August 27, 2012
By Jim Moore
Galloping Ghost at the 2010 Reno Air Races. Photo by Robert Fisher.
The NTSB concluded unanimously that untested modifications to the ill-fated P-51 Galloping Ghost, combined with speeds topping 400 knots, led to a failure that doomed pilot Jimmy Leeward and the 10 spectators killed when the 74-year-old lost control of his aircraft during the 2011 National Championship Air Races in Reno, Nev.
Investigators, drawing on telemetry data from past flights and the accident flight, along with an extensive array of photographs and video shot by spectators, determined that Leeward lost control as the elevator trim tabs—both the operational left tab and the right tab that had been locked in place—began to “flutter” as Leeward rounded a pylon into the home stretch of his third lap of the day. A screw weakened by years of fatigue gave way (the screw was already 80 percent fractured, with evidence of corrosion on the fatigue fracture surface), and a cascade of control linkage failures left both trim tabs flapping in the slipstream. Loss of the trim tabs’ control linkage transferred tremendous force onto the control stick. The P-51 pitched up sharply, causing Leeward to slump over the stick under the force of 17.3 Gs, his weight locking the ailerons in right deflection as the stricken aircraft rolled back through the horizontal plane and into the box seats.
Modifications including shortened wings and ailerons, removal of an air scoop, changes to the angle of the horizontal stabilizer, and fixation of the right elevator trim tab had never been documented, reported to the FAA, or tested at racing speeds, investigators told the board. The NTSB found no evidence of any engineering analysis of the effect of the various speed modifications on aircraft handling, noting that the changes increased pitch sensitivity and made the aircraft more susceptible to flutter.
Illustrated by investigators with a test video of another aircraft, flutter is a rapid oscillation and warping of wing or control surfaces produced by aerodynamic interaction with aircraft structures. In the video, the normally rigid horizontal stabilizer of a test aircraft undulates like a flag flapping in a hurricane. Investigators said worn lock nuts left the accident aircraft’s elevator trim tab attachment screws finger-loose, exacerbating the flutter.
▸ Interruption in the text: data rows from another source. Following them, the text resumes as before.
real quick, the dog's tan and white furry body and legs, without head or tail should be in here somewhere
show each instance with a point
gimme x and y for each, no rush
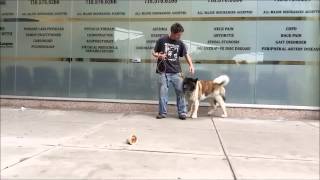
(206, 89)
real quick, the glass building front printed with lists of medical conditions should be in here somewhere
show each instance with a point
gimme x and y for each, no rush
(102, 48)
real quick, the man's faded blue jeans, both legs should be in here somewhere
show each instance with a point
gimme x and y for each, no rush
(165, 79)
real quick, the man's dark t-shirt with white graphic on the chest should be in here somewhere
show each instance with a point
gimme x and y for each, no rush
(173, 49)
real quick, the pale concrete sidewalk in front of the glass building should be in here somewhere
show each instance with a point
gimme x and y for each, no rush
(54, 144)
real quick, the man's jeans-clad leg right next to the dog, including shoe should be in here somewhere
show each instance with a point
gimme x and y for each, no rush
(177, 82)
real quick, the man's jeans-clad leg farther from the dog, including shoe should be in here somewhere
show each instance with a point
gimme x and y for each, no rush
(163, 95)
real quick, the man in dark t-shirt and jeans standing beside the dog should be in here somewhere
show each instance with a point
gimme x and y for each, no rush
(167, 50)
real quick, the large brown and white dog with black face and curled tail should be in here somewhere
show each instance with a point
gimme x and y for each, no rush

As Leeward rounded the final turn, the fasteners gave way, almost instantly causing the aircraft to pitch violently up from a 93-degree bank.
Board member Robert L. Sumwalt criticized Leeward and his team for failure to adequately analyze, document, and test the modifications they made to squeeze more speed from the Galloping Ghost.
“The way I look at it quite honestly, is, if you’re flying, if you’re modifying an airplane without fully understanding how those modifications can affect aerodynamics, then you’re basically just playing Russian roulette with an aircraft,” Sumwalt said. “As the chairman said, unlike Russian roulette, in this case when you go out and you do those things, you not only endanger your own life, but you potentially endanger the lives of others, and that is what happened in this particular case.”
The NTSB issued several recommendations in April, including a recommendation that the Reno Air Racing Association require all modifications to be analyzed, flight tested, and documented for an aircraft to be eligible to race. The board voted unanimously that the response to that recommendation was “acceptable,” though the recommendation remained “open.”
NTSB Chairman Deborah A. P. Hersman said the “open” status of the testing and analysis recommendation reflects that there is more work to be done.
“I think those are issues that the organizations really need to deal with, with respect to addressing those issues and holding racers accountable,” Hersman said.
Race organizers have already made several changes in response to the NTSB’s April recommendations, including modification of the course design to reduce exposure of spectators to high-energy aircraft. NTSB staff said the new course for 2012 takes into account the ballistic trajectories of any objects that might become detached from a speeding aircraft, but does not eliminate the possibility that a complete loss of aircraft control could put spectators in harm’s way.
“In order to separate a crowd from an uncontrolled aircraft, you really wouldn’t be able to have a race the way it’s designed and set up now, because you’d end up having to put spectators so far away,” Hersman said, drawing an affirmative response from the staff. “You just really can’t protect against an uncontrollable event.”
New barriers have been installed to improve crowd safety, the NTSB noted, among several recommendations deemed “closed” with an “acceptable response.”